What’s the best reason to listen to audiobooks? It’s fun! The quality of narration is superior and often provided by well-known actors. It’s also a wonderful family activity. It’s a great way to give parents the opportunity to share books with their teens. You can stop the book manually and talk about the story.

How to Listen?

Is the book appropriate for audio presentation? Is the book or story one that lends itself to being read aloud?

And yes, correct pronunciation of all text is REQUIRED for a good audiobook!

An audio edition may make the material more accessible to a wider audience.

Several audiobooks were shared, complete with clips, and then linked to specifics from a variety of statewide curriculum standards. In many cases, the audio demonstrates the selected standard in an even stronger manner than the print version does.

There is such a thing as a Free Lunch

Posted by Jami Schwarzwalder

Remember back in high school economics, where the teacher went on explaining why there wasn’t such a thing as a free lunch? Well at ALA your old economics teacher was wrong.

One part of ALA is attending programs and learning more about interesting opportunities available, hopefully getting just enough ideas to not be overwhelmed.
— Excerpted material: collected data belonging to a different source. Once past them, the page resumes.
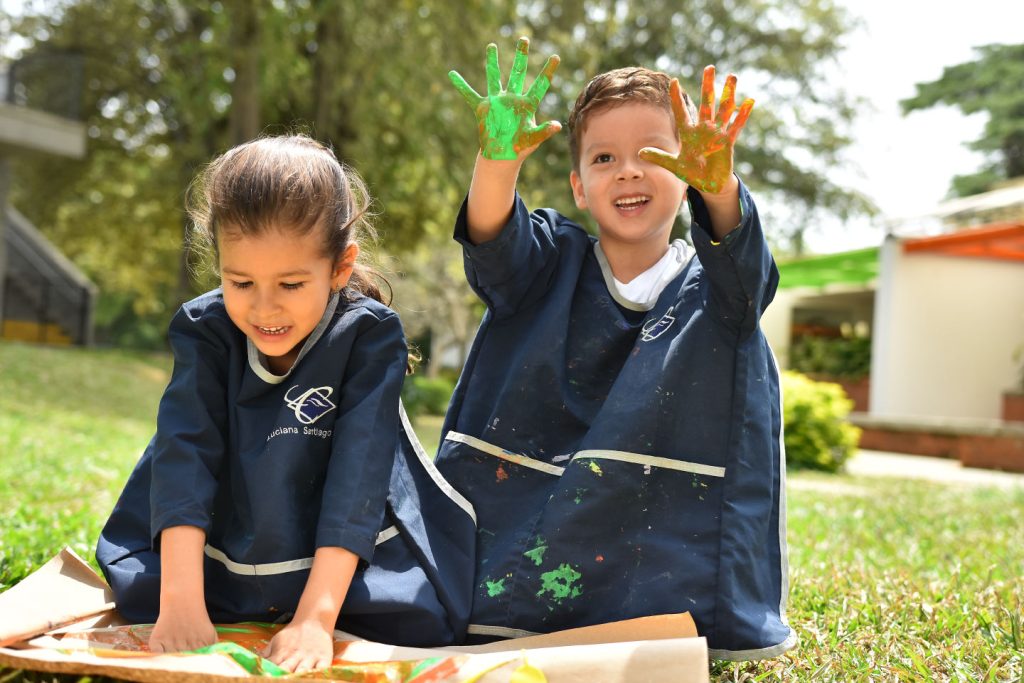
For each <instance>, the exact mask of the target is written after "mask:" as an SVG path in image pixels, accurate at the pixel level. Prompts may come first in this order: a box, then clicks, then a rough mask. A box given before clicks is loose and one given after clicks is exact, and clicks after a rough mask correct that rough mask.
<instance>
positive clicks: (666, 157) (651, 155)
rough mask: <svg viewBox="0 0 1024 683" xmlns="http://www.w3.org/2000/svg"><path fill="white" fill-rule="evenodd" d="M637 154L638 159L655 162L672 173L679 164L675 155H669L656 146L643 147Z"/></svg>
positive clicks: (653, 162)
mask: <svg viewBox="0 0 1024 683" xmlns="http://www.w3.org/2000/svg"><path fill="white" fill-rule="evenodd" d="M638 154H639V156H640V159H642V160H644V161H645V162H650V163H651V164H657V165H658V166H660V167H662V168H665V169H668V170H670V171H672V172H673V173H675V172H676V167H677V166H678V165H679V160H678V159H677V158H676V157H675V156H673V155H670V154H669V153H668V152H665V151H664V150H658V148H657V147H644V148H643V150H641V151H640V152H639V153H638Z"/></svg>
Another aspect is networking, for students this track could be more important than the programs. Since your time is completely overbooked, and the exhibit hall is overwhelmingly large, many exhibitors offer breakfasts, lunches, and cocktails for invited guests. It doesn’t cost to attend, but what the exhibitors get is your attention for longer than you would stop by their booth. And that to them is worth paying for a meal in exchange for your attention and time.

I would encourage everyone (especially poor students) to pay attention to the pre conference mailings so that you can get some meals for free, and also learn about many different things going on in the library world, because as we all know it is the exhibitors at the different conferences that are our biggest supporters.